Die Feuerwehren haben anfangs einen Fahrdienst rund um die Uhr eingerichtet, um die Flüchtlinge zu Ärzten oder Behörden zu bringen. Unternehmen haben sofort Jobs angeboten, mehrere ukrainische Frauen arbeiten beispielsweise für den Bäckereibetrieb Künkel. Der Bürgermeister schaue immer wieder im Paul-Schneider-Heim vorbei, auch mit der eigenen Familie, berichten dort die Bewohnerinnen. Während in anderen Kommunen des Kreisgebiets die in der Regel für mehrere Städte zuständige Gemeinwesenarbeit als Ansprechpartner dient, kümmert sich in Langgöns ein Mitarbeiter der Verwaltung, Marco Lehner, von morgens bis abends um die Flüchtlinge und deren Anliegen. Auch er sitzt an der Grillfläche vor dem Paul-Schneider-Heim, schwätzt mit den Bewohnerinnen, schreibt eine E-Mail an eine Hautarztpraxis, um für eine Frau einen Termin zu vereinbaren. Wohlgemerkt an einem Samstagnachmittag.
In den ersten Tagen stand draußen noch ein Polizeiwagen, um den Bewohnerinnen ein Gefühl von Sicherheit zu geben. Weil es aber eher für Ängstlichkeit sorgte und zu Fragen führte, ob man das Gelände überhaupt verlassen dürfe, steht das Auto dort nicht mehr. »Ich fühle mich hier sicher«, sagt Natalia.
Beigetragen hat dazu auch das Hausmeisterehepaar Regina und Hans Glaser.
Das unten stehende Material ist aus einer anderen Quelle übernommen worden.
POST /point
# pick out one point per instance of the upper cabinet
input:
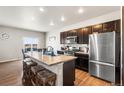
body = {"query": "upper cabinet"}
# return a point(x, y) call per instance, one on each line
point(83, 33)
point(63, 36)
point(111, 26)
point(72, 33)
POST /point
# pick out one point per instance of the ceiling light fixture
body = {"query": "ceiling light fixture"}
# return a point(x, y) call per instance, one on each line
point(51, 23)
point(32, 19)
point(41, 9)
point(62, 18)
point(80, 10)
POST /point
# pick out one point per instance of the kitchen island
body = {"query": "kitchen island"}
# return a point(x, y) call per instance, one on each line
point(63, 66)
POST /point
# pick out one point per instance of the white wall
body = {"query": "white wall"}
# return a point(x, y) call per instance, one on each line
point(101, 19)
point(11, 49)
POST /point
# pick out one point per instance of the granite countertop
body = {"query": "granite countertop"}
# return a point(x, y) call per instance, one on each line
point(50, 60)
point(82, 53)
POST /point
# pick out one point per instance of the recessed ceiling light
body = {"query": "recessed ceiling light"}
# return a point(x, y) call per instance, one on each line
point(41, 9)
point(62, 18)
point(80, 10)
point(32, 18)
point(51, 23)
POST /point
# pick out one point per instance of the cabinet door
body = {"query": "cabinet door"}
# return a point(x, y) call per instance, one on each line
point(64, 37)
point(83, 35)
point(61, 38)
point(72, 33)
point(118, 26)
point(80, 36)
point(97, 28)
point(109, 26)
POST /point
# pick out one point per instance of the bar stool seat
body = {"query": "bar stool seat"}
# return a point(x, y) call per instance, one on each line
point(26, 79)
point(45, 78)
point(34, 71)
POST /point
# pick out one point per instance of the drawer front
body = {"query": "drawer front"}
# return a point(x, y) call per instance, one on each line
point(102, 71)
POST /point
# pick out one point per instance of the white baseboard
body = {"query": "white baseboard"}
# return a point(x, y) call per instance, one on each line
point(3, 61)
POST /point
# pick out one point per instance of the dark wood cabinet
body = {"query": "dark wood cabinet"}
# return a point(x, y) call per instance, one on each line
point(83, 35)
point(72, 33)
point(82, 61)
point(69, 73)
point(111, 26)
point(97, 28)
point(63, 36)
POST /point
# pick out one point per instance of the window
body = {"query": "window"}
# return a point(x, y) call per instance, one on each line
point(30, 43)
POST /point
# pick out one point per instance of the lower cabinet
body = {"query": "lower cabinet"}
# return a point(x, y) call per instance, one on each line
point(82, 62)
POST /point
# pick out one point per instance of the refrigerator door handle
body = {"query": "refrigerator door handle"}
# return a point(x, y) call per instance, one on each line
point(101, 63)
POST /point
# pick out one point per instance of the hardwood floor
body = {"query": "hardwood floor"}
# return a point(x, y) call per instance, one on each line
point(84, 79)
point(11, 73)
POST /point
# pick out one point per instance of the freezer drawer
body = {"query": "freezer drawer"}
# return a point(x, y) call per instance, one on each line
point(102, 47)
point(102, 71)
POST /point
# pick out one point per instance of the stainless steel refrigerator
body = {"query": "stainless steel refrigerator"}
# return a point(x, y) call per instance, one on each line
point(104, 56)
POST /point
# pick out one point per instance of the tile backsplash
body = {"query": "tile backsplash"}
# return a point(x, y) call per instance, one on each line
point(75, 45)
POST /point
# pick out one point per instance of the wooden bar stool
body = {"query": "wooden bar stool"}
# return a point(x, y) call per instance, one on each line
point(45, 78)
point(34, 71)
point(26, 79)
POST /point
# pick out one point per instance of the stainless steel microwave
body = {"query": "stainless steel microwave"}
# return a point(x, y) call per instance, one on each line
point(71, 40)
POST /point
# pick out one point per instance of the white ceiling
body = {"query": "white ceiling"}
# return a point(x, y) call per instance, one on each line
point(21, 16)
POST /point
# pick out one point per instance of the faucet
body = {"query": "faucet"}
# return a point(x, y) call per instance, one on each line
point(50, 49)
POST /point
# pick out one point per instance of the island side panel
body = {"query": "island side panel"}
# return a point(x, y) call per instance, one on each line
point(69, 73)
point(56, 68)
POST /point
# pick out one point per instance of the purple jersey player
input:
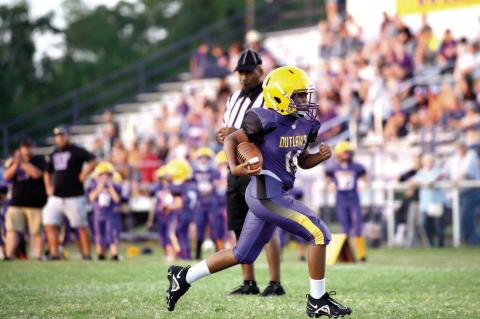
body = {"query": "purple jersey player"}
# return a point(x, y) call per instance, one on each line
point(282, 132)
point(105, 197)
point(345, 173)
point(184, 192)
point(165, 219)
point(206, 213)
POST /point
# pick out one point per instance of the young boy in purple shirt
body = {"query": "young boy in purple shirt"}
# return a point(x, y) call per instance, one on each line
point(105, 197)
point(206, 213)
point(346, 173)
point(282, 132)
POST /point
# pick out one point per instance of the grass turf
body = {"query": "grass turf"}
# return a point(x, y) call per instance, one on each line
point(414, 283)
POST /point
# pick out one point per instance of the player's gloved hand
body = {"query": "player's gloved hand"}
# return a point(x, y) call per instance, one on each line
point(223, 133)
point(325, 152)
point(244, 170)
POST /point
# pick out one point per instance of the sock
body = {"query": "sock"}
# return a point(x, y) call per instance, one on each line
point(360, 246)
point(197, 272)
point(317, 288)
point(198, 254)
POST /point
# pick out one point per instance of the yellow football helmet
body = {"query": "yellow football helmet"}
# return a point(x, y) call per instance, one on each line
point(221, 158)
point(179, 170)
point(8, 162)
point(103, 167)
point(117, 177)
point(283, 86)
point(342, 147)
point(161, 172)
point(204, 151)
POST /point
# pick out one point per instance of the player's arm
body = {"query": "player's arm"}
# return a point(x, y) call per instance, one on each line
point(223, 132)
point(12, 169)
point(113, 192)
point(307, 160)
point(93, 194)
point(230, 145)
point(88, 168)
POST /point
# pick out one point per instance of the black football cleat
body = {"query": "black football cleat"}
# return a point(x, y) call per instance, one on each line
point(274, 288)
point(326, 306)
point(249, 287)
point(177, 277)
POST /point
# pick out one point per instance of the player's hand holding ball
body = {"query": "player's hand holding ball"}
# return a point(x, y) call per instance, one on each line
point(250, 160)
point(325, 152)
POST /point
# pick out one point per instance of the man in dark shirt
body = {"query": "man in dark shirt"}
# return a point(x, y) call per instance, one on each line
point(28, 197)
point(64, 179)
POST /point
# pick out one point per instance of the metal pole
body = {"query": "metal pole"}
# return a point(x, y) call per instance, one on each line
point(390, 216)
point(75, 110)
point(249, 15)
point(456, 216)
point(5, 141)
point(142, 80)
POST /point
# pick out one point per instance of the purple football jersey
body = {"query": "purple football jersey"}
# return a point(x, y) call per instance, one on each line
point(205, 178)
point(104, 202)
point(346, 176)
point(281, 140)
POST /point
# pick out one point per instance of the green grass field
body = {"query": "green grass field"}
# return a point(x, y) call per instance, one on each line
point(414, 283)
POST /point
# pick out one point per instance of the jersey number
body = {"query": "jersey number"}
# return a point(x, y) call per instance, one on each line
point(291, 161)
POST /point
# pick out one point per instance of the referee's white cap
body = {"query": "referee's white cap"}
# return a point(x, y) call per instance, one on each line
point(248, 61)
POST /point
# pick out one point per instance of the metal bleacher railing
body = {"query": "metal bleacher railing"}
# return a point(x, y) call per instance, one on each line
point(165, 65)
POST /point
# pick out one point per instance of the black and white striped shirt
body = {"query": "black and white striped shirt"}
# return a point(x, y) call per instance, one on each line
point(239, 103)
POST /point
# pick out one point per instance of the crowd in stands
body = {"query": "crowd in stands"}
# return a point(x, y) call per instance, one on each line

Zu Ostern haben die beiden, obwohl sie selbst eigentlich Urlaub hatten, für die Bewohnerinnen Steaks, Würstchen und Hähnchenspieße gegrillt und drei Bleche Kuchen gebacken. Wenige Tage später, am Geburtstag Regina Glasers, stehen die ukrainischen Frauen vor der Wohnung des Ehepaars und bitten die Hausmeisterin nach draußen. Sie singen ihr ein Ständchen, dann überreichen sie ihr eine Kette mit dem Symbol eines Lebensbaums als Anhänger, die Frauen haben für das Geschenk zusammengelegt. Sie habe vor Rührung am ganzen Körper gezittert, erzählt Regina Glaser.